What started it was my finding a file on the computer I’d forgotten I’d had. A newspaper article, an obituary, for a woman who I love who died in 2006. I write love because it never was in the past tense and she’s still important to me for many reasons.
That evening my partner and I were talking about her and her house a thousand miles away, a 1940s Spanish colonial style with an interior walkway/hall with floor to ceiling windows looking out onto the garden. We have plants from that garden growing here.
We were talking and I was going on about how there’s a catalog of graphic triggers for me – women’s fashion, like bold patterns or the colors red and black, or simple things like lipstick. Back in the ‘70s she was the only woman I was close to who wore lipstick. This woman’s costume when dressing up included crimson lipstick to go along with a crisp white blouse, long black skirt, boots, and a Spanish-style black hat. She was beautiful. When I come across 1940s photos of Slim Keith, there are some which are spot on with my memories of this woman.
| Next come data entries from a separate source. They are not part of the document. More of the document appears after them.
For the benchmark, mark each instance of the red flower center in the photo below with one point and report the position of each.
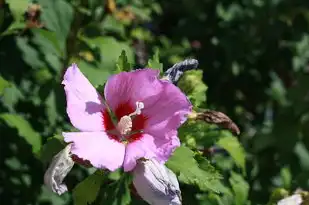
(138, 121)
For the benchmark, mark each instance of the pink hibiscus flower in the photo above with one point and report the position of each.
(148, 111)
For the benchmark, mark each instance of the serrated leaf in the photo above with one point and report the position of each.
(3, 84)
(87, 191)
(58, 18)
(109, 48)
(50, 149)
(154, 62)
(11, 96)
(14, 28)
(240, 188)
(43, 36)
(193, 86)
(24, 129)
(182, 162)
(234, 148)
(117, 192)
(123, 64)
(18, 8)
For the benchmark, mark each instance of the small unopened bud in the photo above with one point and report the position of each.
(58, 169)
(295, 199)
(174, 73)
(156, 184)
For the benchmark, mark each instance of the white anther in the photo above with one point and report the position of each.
(139, 107)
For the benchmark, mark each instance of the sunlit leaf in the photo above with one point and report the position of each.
(87, 191)
(50, 149)
(240, 188)
(189, 171)
(154, 62)
(123, 64)
(118, 192)
(234, 148)
(3, 84)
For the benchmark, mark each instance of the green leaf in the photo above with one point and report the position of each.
(24, 129)
(109, 49)
(18, 8)
(154, 62)
(240, 188)
(192, 84)
(123, 64)
(14, 28)
(51, 38)
(3, 84)
(234, 148)
(50, 149)
(118, 192)
(57, 17)
(182, 162)
(11, 95)
(96, 75)
(87, 191)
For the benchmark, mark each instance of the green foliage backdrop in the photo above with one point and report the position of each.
(253, 57)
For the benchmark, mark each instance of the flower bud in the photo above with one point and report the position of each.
(58, 169)
(295, 199)
(156, 184)
(174, 73)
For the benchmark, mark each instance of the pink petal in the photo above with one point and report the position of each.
(83, 102)
(142, 148)
(166, 146)
(139, 85)
(98, 148)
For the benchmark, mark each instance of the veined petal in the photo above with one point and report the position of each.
(169, 112)
(83, 102)
(166, 145)
(142, 148)
(139, 85)
(98, 148)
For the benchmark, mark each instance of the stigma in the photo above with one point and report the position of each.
(124, 126)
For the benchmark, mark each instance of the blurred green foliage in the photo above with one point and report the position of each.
(253, 58)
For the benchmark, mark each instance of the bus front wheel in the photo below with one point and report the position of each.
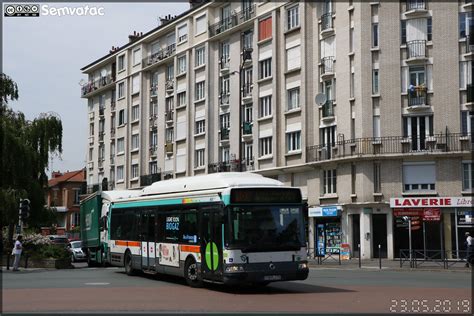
(191, 274)
(128, 264)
And then my mind took a lurch and I started to talk about another woman. She was the friend of a third woman who had been the victim of a grisly rape and murder in the 1980s. The other woman had been a witness for the prosecution. We were friends then lovers in the ‘70s and are friends now.
Anyway, I was in the library of the small town my partner and I lived in back then, almost 30 years ago. I was browsing through the library’s new books and while I don’t normally read true crime there was a book which caught my attention. It turned out to be about the murder and trial and amongst the photos was one of this other woman I knew. I hadn’t realized how hot she was or how beautiful until I saw that photo and I told my partner this. How I hadn’t realized. My partner knows the woman and smiled. Yes, she’s beautiful and hot.
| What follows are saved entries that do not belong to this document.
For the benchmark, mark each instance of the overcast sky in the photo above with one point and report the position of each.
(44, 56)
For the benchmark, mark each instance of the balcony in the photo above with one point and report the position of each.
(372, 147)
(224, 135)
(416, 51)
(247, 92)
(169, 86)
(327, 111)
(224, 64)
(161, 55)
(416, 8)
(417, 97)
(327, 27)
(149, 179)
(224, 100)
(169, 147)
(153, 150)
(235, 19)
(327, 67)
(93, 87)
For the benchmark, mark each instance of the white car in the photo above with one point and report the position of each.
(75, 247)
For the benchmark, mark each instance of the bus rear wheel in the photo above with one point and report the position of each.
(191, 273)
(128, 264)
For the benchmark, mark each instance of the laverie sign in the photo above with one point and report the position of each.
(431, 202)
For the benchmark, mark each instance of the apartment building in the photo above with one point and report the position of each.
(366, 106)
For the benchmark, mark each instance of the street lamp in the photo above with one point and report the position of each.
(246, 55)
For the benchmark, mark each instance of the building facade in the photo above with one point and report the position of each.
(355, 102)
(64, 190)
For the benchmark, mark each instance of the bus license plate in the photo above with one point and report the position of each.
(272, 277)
And then I told my partner how I hadn’t realized how beautiful she was/is until about 1980. And then I’m having to explain myself. How when we first met I felt like I was enfolded in her. I wasn’t an observer. I’d had no time to go through the process of discriminating and objectifying.
What I’m writing isn’t going to say anything important, except there are people who are important to me for various reasons and everything’s fuzy because even back then there were so many interlocking strands and digressions. It’s even more so now. I touch the leaves of the daughters of the plant she gave us, the first woman, and I remember her house and the crimson lipstick.
I remember her saying to me, “You like pretty girls, don’t you?” And giving that special smile.
The second woman, she had her lips tattooed so her lipstick is permanent.